The US Marine Corps is testing the use a large concrete-based 3D printer to rapidly create barracks. The project has taken place at the US Army Engineer Research and Development Center in Illinois, where the I Marine Expeditionary Force used the printer to create a 500-sqft barracks hut in only 40 hours. Such technology could be used following natural disasters, among other things.
Concrete 3D-printers aren’t a new invention, but they haven’t been adopted by any military as a tool. That could change in the near future, according to the US Marines, which reports that its Additive Manufacturing Team at the Marine Corps Systems Command worked with the I Marine Expeditionary Force in Illinois.
Working also with the Navy Seabees and US Army, the Marines used a concrete 3D printer to produce a relatively large barracks, demonstrating the use of a concept that may pave the way for rapid barrack creation in the future.
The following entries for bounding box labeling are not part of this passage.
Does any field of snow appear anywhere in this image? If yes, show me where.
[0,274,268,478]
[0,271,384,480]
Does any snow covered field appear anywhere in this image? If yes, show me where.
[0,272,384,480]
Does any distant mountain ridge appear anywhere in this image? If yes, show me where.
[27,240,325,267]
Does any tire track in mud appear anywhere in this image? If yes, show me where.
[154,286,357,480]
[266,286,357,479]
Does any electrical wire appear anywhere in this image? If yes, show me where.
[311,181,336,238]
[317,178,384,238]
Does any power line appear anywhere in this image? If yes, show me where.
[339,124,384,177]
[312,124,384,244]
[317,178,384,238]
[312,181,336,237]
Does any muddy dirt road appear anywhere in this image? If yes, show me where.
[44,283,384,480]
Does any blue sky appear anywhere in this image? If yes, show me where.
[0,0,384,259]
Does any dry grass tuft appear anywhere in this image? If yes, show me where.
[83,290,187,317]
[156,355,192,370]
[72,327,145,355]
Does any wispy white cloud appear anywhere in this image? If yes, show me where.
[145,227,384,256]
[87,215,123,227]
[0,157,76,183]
The Marines claim this is the first time this type of exercise has been performed; though similar printers have been used in the past to create buildings, it has never happened entirely at once and onsite. Marines were tasked with continually filling the printer with concrete and monitoring the printing process, which involved placing the concrete down as stacked layers.
The entire process took a bit less than two days, but it is possible the process could be reduced to a single day by using a robot for mixing and feeding the concrete. This is compared to the usual 5-day task of constructing a barracks hut using wood, a process that requires 10 Marines to complete versus the printer’s 4 Marines requirement.